When completing the Evidence of Insurance form, it’s crucial to follow specific guidelines to ensure a smooth and successful submission process. Below are important dos and don’ts that can help enhance your experience.

  • Do: Fill out all sections completely, including both employer and employee details.
  • Do: Use clear and legible handwriting, or consider typing your answers if possible.
  • Do: Include all necessary documentation or information requested on the form.
  • Do: Ensure the signatures of all applicants are included before submitting the form.
  • Do: Double-check for any possible errors or omissions before sending in the form.
  • Don't: Leave any fields blank; incomplete forms can delay processing.
  • Don't: Misrepresent information, as inaccuracies can impair your insurance coverage.
  • Don't: Submit the form after the designated 30-day period unless instructed otherwise.
  • Don't: Use abbreviations or shorthand that may lead to confusion.

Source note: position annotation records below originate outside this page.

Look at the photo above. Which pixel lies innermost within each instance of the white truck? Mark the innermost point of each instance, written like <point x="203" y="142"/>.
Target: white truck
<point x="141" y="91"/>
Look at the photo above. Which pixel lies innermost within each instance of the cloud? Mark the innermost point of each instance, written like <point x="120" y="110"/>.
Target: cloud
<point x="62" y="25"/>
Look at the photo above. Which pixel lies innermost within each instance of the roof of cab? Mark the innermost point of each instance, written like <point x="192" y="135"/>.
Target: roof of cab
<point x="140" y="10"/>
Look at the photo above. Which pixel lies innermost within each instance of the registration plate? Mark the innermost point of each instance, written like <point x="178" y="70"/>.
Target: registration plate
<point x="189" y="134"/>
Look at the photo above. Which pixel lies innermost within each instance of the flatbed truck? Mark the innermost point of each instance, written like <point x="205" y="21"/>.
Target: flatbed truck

By adhering to these guidelines, you not only facilitate a smoother process but also better protect your rights and entitlements under the insurance policy you are applying for.

Misconceptions

Misconceptions about the Evidence of Insurance form can lead to confusion during the application process. Here are eight common misunderstandings:

  • It's optional to fill out all sections. Many people think they can skip sections of the form, but all parts must be completed to avoid delays.
  • Medical history questions are not important. Applicants sometimes underestimate the importance of answering medical questions accurately, which can affect coverage approval.
  • A submitted form guarantees coverage. While the form initiates the process, actual coverage is only granted after evaluation and approval from the insurer.
  • Evidence of insurability is the same as proof of insurance. Evidence of insurability assesses a person's health status, while proof of insurance confirms existing coverage.
  • Inaccuracy on the form won't matter. Providing incorrect information, whether unintentional or deliberate, can lead to denial of coverage or claims in the future.
  • The employer provides all necessary medical information. Employees are responsible for supplying their accurate medical history; employers only fill out employer-related sections.
  • Inapplicable questions can be ignored. Every applicant needs to answer all questions, even if they seem irrelevant, as they contribute to the overall evaluation.
  • There’s no need to update information after submission. It's crucial to notify the insurer about any changes in medical condition between form submission and coverage approval.

Key takeaways

  • Complete All Sections: Ensure every section of the Evidence of Insurance form is filled out completely. Incomplete forms will delay the insurance request processing.
  • Timely Submission: Submit the completed form to The Hartford within 30 days from the date of signature.
  • Employer Responsibilities: Employers must complete Section 1 and Section 2, using accurate information from company records and forward the form to the employee.
  • Double-Check Information: Verify all details, including names, policy numbers, and financial information, to ensure accuracy before submission.
  • Know Coverage Limits: Understand the coverage amounts requested, especially distinguishing between Guarantee Issue amounts and those requiring Evidence of Insurability.
  • Contact Information: Provide accurate contact information for the benefits contact to streamline communication with The Hartford.
  • Medical Information: Ensure that all medical questions are answered honestly and completely. A legal guardian must answer for minors.
  • Stay Informed: Be aware that changes in medical conditions before the coverage is approved must be reported to The Hartford.
  • Authorization Required: The applicant must authorize The Hartford to contact necessary parties for additional information or clarification regarding the application.
  • Keep a Copy: Retain a copy of the completed form for your records, along with any correspondence submitted to The Hartford.